Pakubuwono X dinilai menjadi sosok membingungkan. Selama memerintah Keraton Surakarta di bawah Pemerintah Hindia Belanda, ia sanggup tampil sebagai ?Sahabat? Pemerintah kolonial, tetapi
kewibawaannya sebagai raja Jawa pada mata masyarakat tidak luntur. Tatkala pelbagai daerah di nusantara mengibarkan bendera Belanda, Surakarta malah menjadi satu-satunya daerah di Hindia Belanda yg bebas mengibarkan bendera merah putih, yg saat itu menerima sebutan bendera Gula Kelapa. Hal itu tentu saja nir tanggal dari upaya lobi Pakubuwono X. Ia memang dikenal setia pada pemerintah, pada surat perjanjian pengangkatannya, terdapat kondisi yg berkata bahwa Pakubowono X rela dicopot apabila ia nir loyal pada Belanda. Akan namun, oleh Sunan punya peran vital pada pergerakan nasional.
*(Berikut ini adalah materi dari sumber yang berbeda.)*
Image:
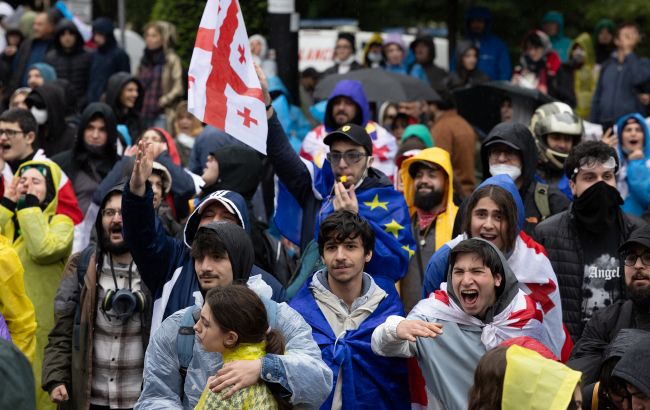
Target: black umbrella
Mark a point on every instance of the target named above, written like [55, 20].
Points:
[379, 85]
[480, 105]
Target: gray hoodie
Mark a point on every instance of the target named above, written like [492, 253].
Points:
[447, 361]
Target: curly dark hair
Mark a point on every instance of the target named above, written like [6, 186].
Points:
[595, 149]
[342, 225]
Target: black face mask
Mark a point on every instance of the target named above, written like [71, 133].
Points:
[597, 208]
[427, 201]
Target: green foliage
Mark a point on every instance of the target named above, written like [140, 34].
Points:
[186, 16]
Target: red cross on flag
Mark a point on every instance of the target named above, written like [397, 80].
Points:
[223, 89]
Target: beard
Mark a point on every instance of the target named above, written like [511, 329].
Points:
[116, 248]
[640, 295]
[426, 201]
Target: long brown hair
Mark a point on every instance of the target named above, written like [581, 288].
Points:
[238, 309]
[507, 206]
[487, 390]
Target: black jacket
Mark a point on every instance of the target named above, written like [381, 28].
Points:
[72, 65]
[57, 134]
[559, 235]
[520, 136]
[588, 354]
[130, 117]
[87, 169]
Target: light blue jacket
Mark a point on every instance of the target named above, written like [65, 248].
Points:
[633, 179]
[300, 370]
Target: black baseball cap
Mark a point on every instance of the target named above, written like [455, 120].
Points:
[640, 236]
[353, 132]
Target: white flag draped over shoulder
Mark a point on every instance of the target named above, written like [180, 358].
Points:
[223, 89]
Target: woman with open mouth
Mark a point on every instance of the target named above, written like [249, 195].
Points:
[478, 308]
[495, 213]
[43, 240]
[633, 179]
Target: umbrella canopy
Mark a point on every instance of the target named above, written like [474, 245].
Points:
[380, 85]
[480, 105]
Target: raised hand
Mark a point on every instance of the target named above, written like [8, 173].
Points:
[345, 199]
[410, 329]
[142, 168]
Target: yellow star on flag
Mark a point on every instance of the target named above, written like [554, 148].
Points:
[393, 227]
[409, 250]
[376, 204]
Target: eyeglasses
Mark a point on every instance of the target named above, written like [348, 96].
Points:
[631, 258]
[351, 157]
[110, 212]
[10, 133]
[496, 152]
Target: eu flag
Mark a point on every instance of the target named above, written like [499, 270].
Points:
[382, 206]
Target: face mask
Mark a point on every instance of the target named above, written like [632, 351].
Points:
[375, 57]
[512, 171]
[39, 115]
[596, 208]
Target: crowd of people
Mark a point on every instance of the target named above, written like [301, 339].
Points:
[382, 254]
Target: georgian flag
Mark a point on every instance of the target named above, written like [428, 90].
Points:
[223, 88]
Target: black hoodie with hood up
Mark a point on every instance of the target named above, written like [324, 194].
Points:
[73, 64]
[85, 166]
[56, 135]
[127, 116]
[519, 136]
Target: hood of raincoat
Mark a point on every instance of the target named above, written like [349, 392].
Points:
[354, 91]
[54, 175]
[506, 183]
[646, 135]
[519, 136]
[444, 221]
[506, 292]
[233, 202]
[239, 247]
[239, 170]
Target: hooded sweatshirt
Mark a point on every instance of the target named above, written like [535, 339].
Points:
[560, 43]
[56, 135]
[107, 60]
[435, 75]
[131, 116]
[448, 360]
[361, 378]
[165, 262]
[464, 78]
[633, 179]
[530, 264]
[74, 64]
[584, 77]
[384, 145]
[439, 230]
[634, 367]
[43, 241]
[519, 136]
[88, 166]
[494, 59]
[294, 122]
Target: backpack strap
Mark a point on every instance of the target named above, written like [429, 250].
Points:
[82, 267]
[271, 311]
[185, 343]
[541, 200]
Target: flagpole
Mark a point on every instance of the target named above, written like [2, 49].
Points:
[284, 23]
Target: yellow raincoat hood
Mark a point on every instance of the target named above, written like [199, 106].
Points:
[533, 382]
[444, 221]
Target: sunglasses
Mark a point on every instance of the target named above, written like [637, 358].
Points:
[351, 157]
[631, 258]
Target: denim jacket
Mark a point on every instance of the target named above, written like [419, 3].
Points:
[301, 370]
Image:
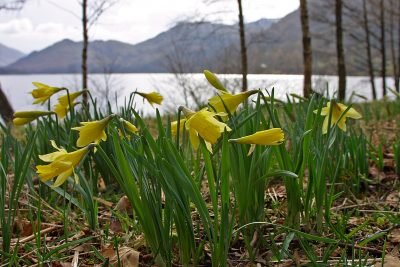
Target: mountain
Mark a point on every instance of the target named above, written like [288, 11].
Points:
[9, 55]
[274, 46]
[187, 47]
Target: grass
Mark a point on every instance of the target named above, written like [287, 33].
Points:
[315, 200]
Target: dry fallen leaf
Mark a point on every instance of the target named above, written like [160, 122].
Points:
[394, 236]
[391, 261]
[128, 257]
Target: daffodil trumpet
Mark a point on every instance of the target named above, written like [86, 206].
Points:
[23, 117]
[270, 137]
[43, 92]
[61, 164]
[202, 123]
[336, 114]
[127, 128]
[92, 131]
[152, 98]
[226, 102]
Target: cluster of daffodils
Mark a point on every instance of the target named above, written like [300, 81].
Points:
[201, 124]
[339, 115]
[66, 102]
[61, 164]
[204, 124]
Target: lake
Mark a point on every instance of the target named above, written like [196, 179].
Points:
[183, 89]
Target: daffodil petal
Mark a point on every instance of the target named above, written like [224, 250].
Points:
[62, 177]
[274, 136]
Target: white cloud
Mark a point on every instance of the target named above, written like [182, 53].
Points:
[42, 23]
[16, 26]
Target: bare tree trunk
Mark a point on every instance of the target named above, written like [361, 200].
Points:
[383, 46]
[307, 52]
[398, 49]
[84, 51]
[392, 45]
[368, 47]
[243, 50]
[339, 49]
[6, 110]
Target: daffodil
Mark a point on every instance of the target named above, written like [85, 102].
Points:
[129, 126]
[61, 165]
[24, 117]
[152, 98]
[62, 110]
[337, 110]
[92, 131]
[231, 102]
[64, 101]
[43, 92]
[270, 137]
[174, 126]
[214, 81]
[203, 124]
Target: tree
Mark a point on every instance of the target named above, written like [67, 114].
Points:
[368, 48]
[392, 44]
[383, 45]
[307, 51]
[243, 49]
[91, 12]
[243, 45]
[341, 66]
[6, 110]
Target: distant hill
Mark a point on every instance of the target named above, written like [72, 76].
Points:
[274, 46]
[187, 47]
[9, 55]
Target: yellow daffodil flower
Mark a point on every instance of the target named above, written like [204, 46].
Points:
[271, 137]
[214, 81]
[231, 102]
[43, 92]
[129, 126]
[337, 110]
[63, 100]
[61, 165]
[24, 117]
[174, 126]
[203, 124]
[152, 98]
[62, 110]
[92, 131]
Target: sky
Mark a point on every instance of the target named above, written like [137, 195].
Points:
[43, 22]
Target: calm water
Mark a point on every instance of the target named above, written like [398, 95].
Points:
[117, 87]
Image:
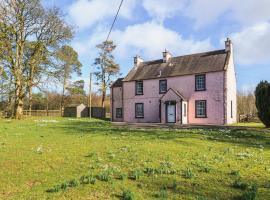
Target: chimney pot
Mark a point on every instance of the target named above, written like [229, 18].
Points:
[137, 60]
[228, 45]
[166, 56]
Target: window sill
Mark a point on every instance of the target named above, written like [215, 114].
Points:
[200, 90]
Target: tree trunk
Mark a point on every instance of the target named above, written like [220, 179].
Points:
[103, 93]
[63, 93]
[103, 99]
[18, 106]
[30, 100]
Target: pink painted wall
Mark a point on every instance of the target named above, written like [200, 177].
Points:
[116, 102]
[231, 110]
[186, 86]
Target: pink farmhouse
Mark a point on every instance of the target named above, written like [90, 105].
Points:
[191, 89]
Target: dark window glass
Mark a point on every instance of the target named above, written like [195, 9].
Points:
[162, 86]
[139, 87]
[139, 113]
[200, 82]
[200, 109]
[231, 110]
[118, 112]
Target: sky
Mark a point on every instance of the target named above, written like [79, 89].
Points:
[148, 27]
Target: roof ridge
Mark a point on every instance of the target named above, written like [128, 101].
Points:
[150, 61]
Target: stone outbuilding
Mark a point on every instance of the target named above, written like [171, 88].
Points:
[75, 110]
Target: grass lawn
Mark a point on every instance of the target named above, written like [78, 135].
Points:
[45, 158]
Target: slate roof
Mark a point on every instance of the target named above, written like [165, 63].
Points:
[118, 83]
[182, 65]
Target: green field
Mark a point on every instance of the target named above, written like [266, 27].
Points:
[45, 158]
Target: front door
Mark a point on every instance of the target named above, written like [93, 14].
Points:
[171, 113]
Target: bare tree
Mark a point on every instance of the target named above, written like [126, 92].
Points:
[68, 64]
[106, 68]
[22, 21]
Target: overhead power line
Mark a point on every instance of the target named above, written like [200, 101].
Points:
[114, 20]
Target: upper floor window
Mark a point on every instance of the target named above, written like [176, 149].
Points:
[118, 112]
[162, 86]
[200, 107]
[200, 82]
[139, 110]
[139, 88]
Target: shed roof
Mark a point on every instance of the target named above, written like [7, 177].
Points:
[211, 61]
[118, 83]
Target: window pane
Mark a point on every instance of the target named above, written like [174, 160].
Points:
[118, 112]
[139, 87]
[163, 86]
[200, 82]
[200, 108]
[139, 110]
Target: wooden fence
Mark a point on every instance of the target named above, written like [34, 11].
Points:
[98, 112]
[49, 113]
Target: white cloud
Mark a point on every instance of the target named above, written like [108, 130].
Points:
[252, 44]
[161, 10]
[245, 12]
[86, 13]
[150, 39]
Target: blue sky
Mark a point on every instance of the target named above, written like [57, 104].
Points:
[147, 27]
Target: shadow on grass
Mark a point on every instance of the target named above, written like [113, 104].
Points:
[242, 136]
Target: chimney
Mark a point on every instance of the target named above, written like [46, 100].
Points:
[137, 60]
[166, 56]
[228, 45]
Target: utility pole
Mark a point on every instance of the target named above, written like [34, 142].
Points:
[90, 95]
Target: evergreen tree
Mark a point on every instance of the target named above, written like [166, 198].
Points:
[262, 94]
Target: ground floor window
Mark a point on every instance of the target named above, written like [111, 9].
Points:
[185, 110]
[200, 109]
[139, 110]
[118, 112]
Pakubuwana X lahir 29 November 1866 dengan nama Raden Mas Malikul Kusno. Sang putra mahkota Solo tersebut diangkat menjadi Raja Surakarta pada 30 Maret 1893, menggantikan ayahnya
yg meninggal dua minggu sebelumnya. Permaisuri Pakubuwana X merupakan putri Sultan Hamengkubuwono VII, Ratu Hemas. Sejalan menggunakan perubahan iklim politik di Hindia Belanda waktu itu, kraton pun mengalami era transisi menuju modernisasi. Masa pemerintahan Pakubuwono berlangsung pada 1893 hingga 1939, yakni era Pergerakan Nasional. Di era tadi banyak bermunculan organisasi-organisasi kemanusiaan pula politik.
Dari situlah kiprah Pakubono X terhadap usaha kemerdekaan sanggup dipandang. Ia memberikan kebebasan berorganisasi & penerbitan media massa pada wilayah Surakarta. Meski menerima
tekanan, namun lantaran sikapnya yg kooperatif dan pandai membawa diri, pemerintah kolonialpun nir bisa berbuat banyak. Ia membantu organisasi Budi Utomo & pendirian organisasi Serikat
Islam. Ia pula mengizinkan Surakarta menjadi loka Kongres Bahasa Indonesia I pada 1938. Dalam hal integrasi nasional, Pakubuwono X kerap mengunjungi dan melakukan hubungan baik menggunakan
pelbagai lapisan warga pada Maluku, Nusa Tenggara Barat, Bali, Madura, Banjarmasin, Makassar, Lampung, Palembang, Riau, dan Medan. Dalam setiap kunjungannya, dia tidak lupa membangkitkan
semangat kebangsaan serta menekankan arti penting kesadaran multikulturalisme, toleransi, & kebersamaan.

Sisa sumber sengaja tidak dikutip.